Un hippopotame au port d’accostage de Vitshumbi communément appelé Kivé © Photo Victoire Mbuto

D’autre part, le braconnage des hippopotames accentue la rareté des poissons. Surtout qu’ils favorisent la croissance des plantes aquatiques et ses excréments nourrissent les poissons. « Les hippopotames font face à un double problème. D’abord leurs canines d’ivoires les exposent au braconnage. Ensuite, les crocodiles attaquent leurs petits après la naissance », indique Justin Muhindo Muvunga, coordonnateur du collectif des techniciens de pêche et écologistes du lac Edouard. Selon les recherches de Deogratias Kujirakwinja menées en 2010, un hippopotame qui consomme jusqu’à 35 kg de végétation pendant les nuits les plus fraîches, a un impact significatif sur la pêche. Selon le Parc National de Virunga, la population des hippopotames a connu une réduction drastique de 95%. En 2022, Ce patrimoine mondial de l’UNESCO avait environ 1300 hippopotames, contre une baisse de 95 % par rapport au nombre enregistré en 1970.

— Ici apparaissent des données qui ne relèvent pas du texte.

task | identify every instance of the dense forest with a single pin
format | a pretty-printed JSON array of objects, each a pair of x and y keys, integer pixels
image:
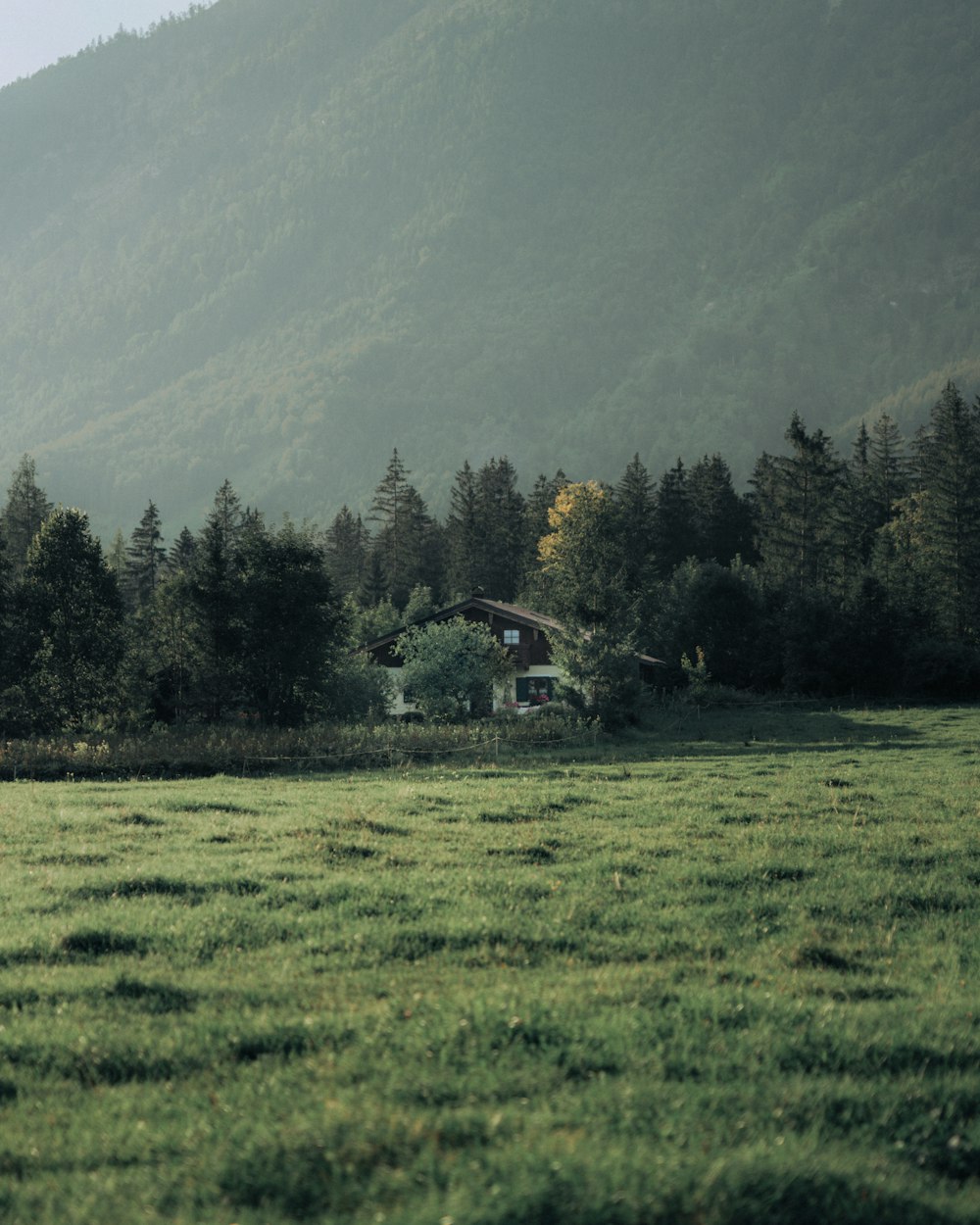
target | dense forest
[
  {"x": 832, "y": 574},
  {"x": 266, "y": 235}
]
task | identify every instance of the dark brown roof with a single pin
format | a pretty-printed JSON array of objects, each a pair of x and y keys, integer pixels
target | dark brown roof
[{"x": 511, "y": 612}]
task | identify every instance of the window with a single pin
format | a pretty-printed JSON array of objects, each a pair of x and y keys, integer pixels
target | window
[{"x": 534, "y": 690}]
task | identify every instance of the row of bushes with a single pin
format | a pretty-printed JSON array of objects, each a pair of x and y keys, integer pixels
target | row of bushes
[{"x": 249, "y": 750}]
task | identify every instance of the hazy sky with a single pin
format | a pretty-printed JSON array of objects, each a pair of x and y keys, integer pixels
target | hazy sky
[{"x": 38, "y": 32}]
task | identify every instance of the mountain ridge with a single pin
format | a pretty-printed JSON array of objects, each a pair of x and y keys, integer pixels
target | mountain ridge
[{"x": 270, "y": 245}]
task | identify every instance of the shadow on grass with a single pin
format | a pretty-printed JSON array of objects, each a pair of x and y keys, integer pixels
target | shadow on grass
[{"x": 760, "y": 730}]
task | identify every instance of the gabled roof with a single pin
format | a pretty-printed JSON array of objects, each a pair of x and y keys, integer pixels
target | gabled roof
[
  {"x": 478, "y": 603},
  {"x": 495, "y": 608}
]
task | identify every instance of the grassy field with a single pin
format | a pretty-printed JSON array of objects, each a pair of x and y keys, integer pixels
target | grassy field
[{"x": 720, "y": 974}]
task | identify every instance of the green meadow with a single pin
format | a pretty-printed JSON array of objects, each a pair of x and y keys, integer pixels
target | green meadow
[{"x": 721, "y": 973}]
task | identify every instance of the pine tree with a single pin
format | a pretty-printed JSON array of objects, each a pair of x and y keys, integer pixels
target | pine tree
[
  {"x": 672, "y": 527},
  {"x": 464, "y": 534},
  {"x": 146, "y": 557},
  {"x": 720, "y": 520},
  {"x": 347, "y": 544},
  {"x": 69, "y": 637},
  {"x": 216, "y": 591},
  {"x": 25, "y": 509},
  {"x": 888, "y": 469},
  {"x": 858, "y": 506},
  {"x": 500, "y": 517},
  {"x": 397, "y": 510},
  {"x": 798, "y": 500},
  {"x": 180, "y": 558},
  {"x": 635, "y": 501},
  {"x": 949, "y": 459}
]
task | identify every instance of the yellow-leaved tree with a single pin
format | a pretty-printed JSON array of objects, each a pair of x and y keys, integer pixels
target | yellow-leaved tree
[{"x": 583, "y": 560}]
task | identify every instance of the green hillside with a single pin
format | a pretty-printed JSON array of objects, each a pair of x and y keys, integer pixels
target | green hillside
[{"x": 272, "y": 241}]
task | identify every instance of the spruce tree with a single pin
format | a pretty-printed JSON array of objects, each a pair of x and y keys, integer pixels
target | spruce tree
[
  {"x": 216, "y": 591},
  {"x": 719, "y": 518},
  {"x": 146, "y": 558},
  {"x": 347, "y": 545},
  {"x": 799, "y": 517},
  {"x": 635, "y": 501},
  {"x": 500, "y": 510},
  {"x": 672, "y": 527},
  {"x": 69, "y": 637},
  {"x": 947, "y": 452},
  {"x": 464, "y": 534},
  {"x": 403, "y": 527},
  {"x": 25, "y": 509}
]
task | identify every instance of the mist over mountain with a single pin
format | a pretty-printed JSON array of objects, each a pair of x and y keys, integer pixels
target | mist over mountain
[{"x": 272, "y": 241}]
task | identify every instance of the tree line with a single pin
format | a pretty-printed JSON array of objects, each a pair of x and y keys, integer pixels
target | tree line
[{"x": 829, "y": 574}]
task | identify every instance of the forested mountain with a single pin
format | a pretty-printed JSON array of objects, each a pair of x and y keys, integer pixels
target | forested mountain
[{"x": 270, "y": 241}]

Pour tenter de protéger la population de ces pêcheries contre des attaques des crocodiles certains leaders locaux suggèrent à l’ICCN de multiplier des bornes fontaines afin que les habitants ne puissent plus avoir besoin de puiser l’eau du lac. « De cette manière, les gens peuvent échapper aux attaques des crocodiles. Mais aussi la population doit éviter d’aller des endroits moins fréquentés du lac. C’est dans ces endroits qu’il y a trop d’attaques des crocodiles », conseille Justin Muhindo Muvunga, coordonnateur du collectif des techniciens de pêche et écologistes du lac Edouard.